The New York Times had these details in a story by Mark Scott:
In the continuing battle between European and American tech companies, score one for Europe.
In a move that could put pressure on its rivals to follow suit, Amazon will start paying taxes in a number of European countries where it has large operations, instead of funneling nearly all its sales through Luxembourg, a low-tax haven that is the home base in the region for Amazon and many other large tech companies.
Several European countries, including Germany and France, have criticized the tax strategies of some American tech companies, including Google, which use complicated structures that sharply reduce the amount of tax they pay in individual European countries.
The European Commission, the executive arm of the European Union, is also investigating whether Apple and Amazon receive unfair state support through low-tax agreements in Ireland and Luxembourg, respectively, where the companies run their European operations.
On May 1, Amazon said that it had started reporting revenue from its operations in Britain, Germany, Italy and Spain. By altering how it reports its revenue, the online retailer may become liable for larger tax charges in certain nations, though it may still be able to reduce its tax burden through other complex accounting practices.
The Guardian story by Simon Bowers detailed the changes that Amazon will make in order to be compliant with new regulations:
From the start of this month the online retailer has started booking its sales through the UK, meaning resulting profits will be taxed by HMRC. The group made $8.3bn (£5.3bn) of worldwide sales from British online shoppers but for 11 years all these internet transactions have been booked in Luxembourg.
A spokesman said Amazon was “now recording retail sales made to customers in the UK through the UK branch. Previously, these sales were recorded in Luxembourg”.
The move will allow Amazon to avoid being caught by chancellor George Osborne’s new diverted profits tax, which came into law from April. It imposes a punitive 25% tax on groups deemed to be artificially routing profits overseas.
Amazon had for years denied that its UK corporate structures were artificial or tax-motivated. The move will be greeted as a victory for the chancellor who last September singled his determination to rein in technology firms going to extraordinary lengths to avoid UK tax. “You are welcome here in Britain with open arms,” he said.
Lisa Fleisher and Sam Schechner wrote for The Wall Street Journal that the move could also mean that other large tech companies will have to change their practices:
A number of tax savings structures by multinationals operating within Europe are now under greater scrutiny. The EU has opened several probes of tax deals between companies, including Amazon, and individual EU countries.
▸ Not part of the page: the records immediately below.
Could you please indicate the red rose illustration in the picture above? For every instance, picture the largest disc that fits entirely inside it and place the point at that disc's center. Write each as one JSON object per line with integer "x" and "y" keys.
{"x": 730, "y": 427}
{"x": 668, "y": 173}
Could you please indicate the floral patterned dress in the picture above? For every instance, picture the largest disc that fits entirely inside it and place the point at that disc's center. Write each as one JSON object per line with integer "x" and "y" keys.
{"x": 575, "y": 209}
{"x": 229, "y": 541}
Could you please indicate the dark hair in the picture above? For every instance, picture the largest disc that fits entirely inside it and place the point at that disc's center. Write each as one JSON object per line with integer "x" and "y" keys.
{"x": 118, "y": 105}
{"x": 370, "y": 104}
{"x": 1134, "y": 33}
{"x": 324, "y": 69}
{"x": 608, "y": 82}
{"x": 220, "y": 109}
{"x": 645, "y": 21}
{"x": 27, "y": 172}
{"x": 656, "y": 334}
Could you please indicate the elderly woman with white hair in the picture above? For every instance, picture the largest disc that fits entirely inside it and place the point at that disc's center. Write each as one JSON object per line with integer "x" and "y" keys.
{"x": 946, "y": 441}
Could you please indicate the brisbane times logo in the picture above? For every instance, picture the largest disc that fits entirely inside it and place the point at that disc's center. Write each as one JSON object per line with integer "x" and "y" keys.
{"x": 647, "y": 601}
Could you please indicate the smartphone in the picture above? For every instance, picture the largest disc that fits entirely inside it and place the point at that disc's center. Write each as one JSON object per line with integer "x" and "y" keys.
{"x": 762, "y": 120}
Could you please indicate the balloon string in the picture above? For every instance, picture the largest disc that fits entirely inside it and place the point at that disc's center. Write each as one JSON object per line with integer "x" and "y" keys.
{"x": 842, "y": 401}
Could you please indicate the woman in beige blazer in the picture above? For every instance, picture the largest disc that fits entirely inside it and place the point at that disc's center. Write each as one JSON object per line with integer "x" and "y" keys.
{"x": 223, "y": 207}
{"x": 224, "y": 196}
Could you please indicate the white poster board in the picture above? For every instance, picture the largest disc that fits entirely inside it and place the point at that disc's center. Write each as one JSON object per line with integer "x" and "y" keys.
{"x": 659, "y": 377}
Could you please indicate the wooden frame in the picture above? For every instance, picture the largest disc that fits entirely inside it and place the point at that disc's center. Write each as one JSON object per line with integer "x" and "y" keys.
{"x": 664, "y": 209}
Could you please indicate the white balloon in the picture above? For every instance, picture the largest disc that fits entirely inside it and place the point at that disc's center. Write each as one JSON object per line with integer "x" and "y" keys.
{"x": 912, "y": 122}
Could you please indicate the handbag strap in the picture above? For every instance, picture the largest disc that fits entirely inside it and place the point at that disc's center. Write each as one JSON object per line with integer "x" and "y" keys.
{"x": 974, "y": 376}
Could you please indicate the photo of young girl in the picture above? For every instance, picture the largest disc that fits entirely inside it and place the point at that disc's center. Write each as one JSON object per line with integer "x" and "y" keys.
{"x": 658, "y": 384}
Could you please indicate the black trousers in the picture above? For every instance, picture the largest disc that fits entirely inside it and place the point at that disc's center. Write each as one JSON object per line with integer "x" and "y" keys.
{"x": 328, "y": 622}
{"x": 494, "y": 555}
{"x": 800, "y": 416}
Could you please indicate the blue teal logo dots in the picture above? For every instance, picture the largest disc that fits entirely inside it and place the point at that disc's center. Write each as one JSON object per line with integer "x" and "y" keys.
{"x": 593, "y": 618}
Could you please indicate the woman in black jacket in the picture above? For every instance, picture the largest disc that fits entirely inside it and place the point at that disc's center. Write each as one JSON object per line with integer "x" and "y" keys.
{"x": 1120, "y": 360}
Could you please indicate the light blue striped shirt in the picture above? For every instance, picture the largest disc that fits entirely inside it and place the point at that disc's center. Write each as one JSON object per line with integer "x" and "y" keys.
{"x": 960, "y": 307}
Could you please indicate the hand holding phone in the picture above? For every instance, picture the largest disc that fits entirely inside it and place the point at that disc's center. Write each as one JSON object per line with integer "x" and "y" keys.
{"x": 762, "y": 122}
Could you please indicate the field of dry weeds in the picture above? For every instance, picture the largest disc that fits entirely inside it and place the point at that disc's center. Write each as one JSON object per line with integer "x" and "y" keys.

EU regulators investigating Amazon said in January they believed the tax structure in Luxembourg could provide an illegal and unfair advantage over competitors.
Amazon is also under pressure from other probes in Brussels, including an antitrust inquiry into e-commerce and an investigation into online platforms.
Individual countries have also started agitating for more tax to be paid within their borders.
Sam Forgione wrote for Reuters that antitrust regulators have been looking into the issue since last year:
European Union antitrust regulators opened an investigation into Amazon’s tax-minimizing arrangements with Luxembourg in October. The investigation focuses on whether Luxembourg broke EU state aid rules by agreeing to a deal which allows Amazon to operate almost tax-free in Europe.
The EU’s antitrust chief said earlier this month that EU regulators would miss a June deadline to decide whether the tax deals granted by individual member states to Amazon and other companies such as Apple Inc and Starbucks Corp were legal because they lacked some data.
Luxembourg has faced international criticism following media revelations in November based on leaked documents, dubbed “LuxLeaks,” that detailed its role in helping companies channel profits through the country and pay low tax rates rather than higher rates in states where they did more business.
The Financial Times story by Vanessa Houlder reported that sales continue to rise for Amazon, making this lucrative for the U.K.:
In 2013 Amazon.co.uk, which runs the warehouses used to deliver goods in Britain, reported pre-tax profits of £17.1m on turnover of £449.1m, representing services it provides to other group companies. Sales funnelled through Amazon’s main European operating company in Luxembourg rose 14 per cent to €15.5bn in 2014, according to its latest accounts.
Amazon is under formal investigation by Brussels over rulings made by the Luxembourg tax authority. It is also fighting a $250m tax dispute with the French tax authorities and a $1.5bn dispute with the US tax authorities.
The move is a solid one for U.K.’s regulator, increasing tax income and shutting down practices that obviously hurt the country’s income. It’s a tough blow for Amazon, which continues to invest heavily and show smaller-than-expected profits for investors.